Pay No Attention to the Man Behind the Curtain*


Gail E. Kaiser and Wenke Lee
Columbia University
Department of Computer Science
New York, NY 10027
kaiser@cs.columbia.edu
April 7, 1996

The first author has worked on process-centered software engineering environments since 1986, originally in the Marvel** project [1,2] and later the Oz+ project [3,4]. Process is the term used in the software engineering community to refer to workflow, and a process-centered environment is a form of workflow automation and management system. While long aware that process modeling and enactment are general-purpose technology applicable to many domains, we only recently investigated specific workflow applications outside software engineering -- most notably healthcare. We provide brief background information on Oz, discuss our preliminary results in workflow automation for care plans, and conclude with evaluation and future directions.

Oz Background

Oz provides a rule-based process modeling language in which to define new processes or tailor reusable processes for an organization or project. A rule generally corresponds to a workflow step, and specifies the step's name as it would appear in a user menu or agenda; typed parameters and bindings of local variables from the project objectbase; a condition that must be satisfied before initiating the activity to be performed during the step; the tool envelope and arguments for the activity; and a set of effects, one of which asserts the actual results of completing the activity.

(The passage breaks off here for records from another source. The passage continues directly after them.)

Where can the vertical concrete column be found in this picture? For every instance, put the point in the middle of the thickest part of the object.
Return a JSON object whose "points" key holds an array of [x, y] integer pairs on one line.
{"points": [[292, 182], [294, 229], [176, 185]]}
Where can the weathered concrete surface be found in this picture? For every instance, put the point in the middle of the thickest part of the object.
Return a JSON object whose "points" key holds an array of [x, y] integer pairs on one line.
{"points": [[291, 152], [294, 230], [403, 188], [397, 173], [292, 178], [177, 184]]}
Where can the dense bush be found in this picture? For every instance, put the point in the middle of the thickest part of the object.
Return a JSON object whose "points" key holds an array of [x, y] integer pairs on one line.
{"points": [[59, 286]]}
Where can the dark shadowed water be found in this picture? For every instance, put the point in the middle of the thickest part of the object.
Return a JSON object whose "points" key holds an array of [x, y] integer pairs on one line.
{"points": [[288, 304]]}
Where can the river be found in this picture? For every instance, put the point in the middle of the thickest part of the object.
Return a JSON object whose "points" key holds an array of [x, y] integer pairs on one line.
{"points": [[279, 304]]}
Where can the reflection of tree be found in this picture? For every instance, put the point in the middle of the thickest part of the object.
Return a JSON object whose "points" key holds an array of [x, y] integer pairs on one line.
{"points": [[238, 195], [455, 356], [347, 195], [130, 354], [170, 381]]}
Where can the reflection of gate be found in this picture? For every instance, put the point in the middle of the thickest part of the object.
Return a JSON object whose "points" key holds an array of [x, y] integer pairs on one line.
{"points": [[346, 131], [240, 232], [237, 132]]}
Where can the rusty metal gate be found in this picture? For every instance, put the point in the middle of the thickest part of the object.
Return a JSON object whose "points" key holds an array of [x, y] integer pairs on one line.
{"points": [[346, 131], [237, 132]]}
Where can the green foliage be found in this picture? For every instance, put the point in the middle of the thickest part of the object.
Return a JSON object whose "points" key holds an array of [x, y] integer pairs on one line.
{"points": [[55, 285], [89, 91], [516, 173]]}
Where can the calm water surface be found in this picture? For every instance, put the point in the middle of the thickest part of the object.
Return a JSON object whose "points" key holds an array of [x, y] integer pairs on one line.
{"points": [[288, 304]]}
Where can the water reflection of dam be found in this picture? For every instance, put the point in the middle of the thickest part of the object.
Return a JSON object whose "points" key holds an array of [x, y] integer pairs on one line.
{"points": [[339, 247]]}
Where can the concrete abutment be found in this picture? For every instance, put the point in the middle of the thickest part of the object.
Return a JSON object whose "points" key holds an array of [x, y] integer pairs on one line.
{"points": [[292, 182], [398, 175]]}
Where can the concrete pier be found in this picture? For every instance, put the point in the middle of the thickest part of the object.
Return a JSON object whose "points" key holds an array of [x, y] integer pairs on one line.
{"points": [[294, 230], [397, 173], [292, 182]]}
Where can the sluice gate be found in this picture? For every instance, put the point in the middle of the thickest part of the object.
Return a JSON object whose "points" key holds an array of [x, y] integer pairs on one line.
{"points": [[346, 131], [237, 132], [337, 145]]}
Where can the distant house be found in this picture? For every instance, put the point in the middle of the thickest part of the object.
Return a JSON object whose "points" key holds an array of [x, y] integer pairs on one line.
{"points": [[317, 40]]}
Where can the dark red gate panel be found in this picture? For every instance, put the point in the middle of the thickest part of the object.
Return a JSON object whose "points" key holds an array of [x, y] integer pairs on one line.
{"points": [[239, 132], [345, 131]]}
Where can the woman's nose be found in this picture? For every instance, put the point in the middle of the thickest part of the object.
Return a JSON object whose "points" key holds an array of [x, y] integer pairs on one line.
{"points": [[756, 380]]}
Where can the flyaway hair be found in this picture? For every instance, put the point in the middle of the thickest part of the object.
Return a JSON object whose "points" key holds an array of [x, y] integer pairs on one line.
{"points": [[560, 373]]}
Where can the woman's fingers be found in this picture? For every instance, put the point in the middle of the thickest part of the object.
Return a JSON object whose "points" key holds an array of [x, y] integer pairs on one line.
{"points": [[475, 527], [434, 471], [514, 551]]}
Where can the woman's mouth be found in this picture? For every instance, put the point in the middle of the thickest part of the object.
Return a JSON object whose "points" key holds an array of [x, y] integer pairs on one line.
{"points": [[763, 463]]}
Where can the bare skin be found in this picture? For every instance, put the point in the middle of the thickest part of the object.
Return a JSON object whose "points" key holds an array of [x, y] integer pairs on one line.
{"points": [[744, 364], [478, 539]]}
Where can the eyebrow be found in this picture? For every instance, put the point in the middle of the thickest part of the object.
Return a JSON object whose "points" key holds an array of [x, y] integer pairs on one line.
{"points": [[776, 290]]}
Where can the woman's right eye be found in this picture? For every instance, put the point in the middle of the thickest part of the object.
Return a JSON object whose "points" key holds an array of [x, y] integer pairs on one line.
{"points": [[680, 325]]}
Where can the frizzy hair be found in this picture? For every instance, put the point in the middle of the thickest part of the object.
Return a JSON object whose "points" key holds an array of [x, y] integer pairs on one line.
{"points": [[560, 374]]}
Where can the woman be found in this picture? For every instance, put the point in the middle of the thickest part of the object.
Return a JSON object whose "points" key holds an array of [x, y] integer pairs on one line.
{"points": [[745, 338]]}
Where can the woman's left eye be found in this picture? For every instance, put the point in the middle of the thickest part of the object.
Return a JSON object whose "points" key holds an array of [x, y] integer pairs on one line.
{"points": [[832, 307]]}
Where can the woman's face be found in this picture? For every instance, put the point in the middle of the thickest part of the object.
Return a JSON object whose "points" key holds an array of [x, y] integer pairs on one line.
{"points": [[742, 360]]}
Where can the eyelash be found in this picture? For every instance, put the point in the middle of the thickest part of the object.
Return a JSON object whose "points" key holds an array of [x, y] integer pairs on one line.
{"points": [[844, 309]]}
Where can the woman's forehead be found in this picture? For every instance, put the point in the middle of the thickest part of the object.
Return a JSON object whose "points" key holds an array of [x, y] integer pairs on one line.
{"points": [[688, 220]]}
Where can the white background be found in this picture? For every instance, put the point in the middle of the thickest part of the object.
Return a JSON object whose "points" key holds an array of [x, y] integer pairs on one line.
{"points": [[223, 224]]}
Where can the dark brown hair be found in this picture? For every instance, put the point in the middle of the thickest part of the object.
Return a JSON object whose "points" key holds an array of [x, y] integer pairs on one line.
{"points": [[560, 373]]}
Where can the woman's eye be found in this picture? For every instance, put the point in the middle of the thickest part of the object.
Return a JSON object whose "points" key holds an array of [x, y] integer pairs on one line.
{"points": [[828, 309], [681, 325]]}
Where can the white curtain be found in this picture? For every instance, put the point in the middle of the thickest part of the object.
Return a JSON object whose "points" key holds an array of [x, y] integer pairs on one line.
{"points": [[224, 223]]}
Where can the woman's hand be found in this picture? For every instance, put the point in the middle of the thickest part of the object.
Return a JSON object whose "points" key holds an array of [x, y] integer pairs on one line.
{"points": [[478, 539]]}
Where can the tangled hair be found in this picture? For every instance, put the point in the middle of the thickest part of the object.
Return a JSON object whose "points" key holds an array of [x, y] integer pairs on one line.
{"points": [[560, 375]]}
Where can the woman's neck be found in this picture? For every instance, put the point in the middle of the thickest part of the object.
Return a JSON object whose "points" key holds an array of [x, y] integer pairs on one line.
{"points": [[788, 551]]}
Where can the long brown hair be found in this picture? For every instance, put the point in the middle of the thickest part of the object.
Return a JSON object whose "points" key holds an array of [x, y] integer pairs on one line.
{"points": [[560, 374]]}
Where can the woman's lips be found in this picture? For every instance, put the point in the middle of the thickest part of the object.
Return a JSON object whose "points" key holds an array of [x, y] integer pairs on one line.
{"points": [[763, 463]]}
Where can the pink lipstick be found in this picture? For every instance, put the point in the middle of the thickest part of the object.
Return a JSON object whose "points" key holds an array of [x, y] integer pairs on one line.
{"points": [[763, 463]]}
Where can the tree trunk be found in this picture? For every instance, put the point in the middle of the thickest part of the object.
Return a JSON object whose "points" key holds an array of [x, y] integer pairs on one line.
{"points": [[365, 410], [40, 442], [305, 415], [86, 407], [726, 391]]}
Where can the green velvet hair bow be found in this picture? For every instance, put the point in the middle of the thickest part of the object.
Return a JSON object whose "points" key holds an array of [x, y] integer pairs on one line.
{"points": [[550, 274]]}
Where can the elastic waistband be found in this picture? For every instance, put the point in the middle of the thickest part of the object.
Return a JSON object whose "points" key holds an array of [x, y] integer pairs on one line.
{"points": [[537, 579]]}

The process engine enforces that rule conditions are satisfied, and automates the process via forward and backward chaining. When the user requests to perform a step whose condition is not currently satisfied, the system backward chains to attempt to execute other rules whose effect may satisfy the condition; if all possibilities are exhausted, the user is informed that it is not possible to enact the chosen step at this time. When a rule completes, its asserted effect may trigger automatic enactment of other rules whose conditions have now become satisfied. Both procedures operate recursively. Users usually control process performance by selecting rules representing entry points into tasks consisting of one main rule and a small number of auxiliary rules (reached via chaining), but it is possible to define complete workflows as a single goal-driven or event-driven chain. Built-in operations such as add an object, delete an object, etc., are modeled as rules for a uniform approach.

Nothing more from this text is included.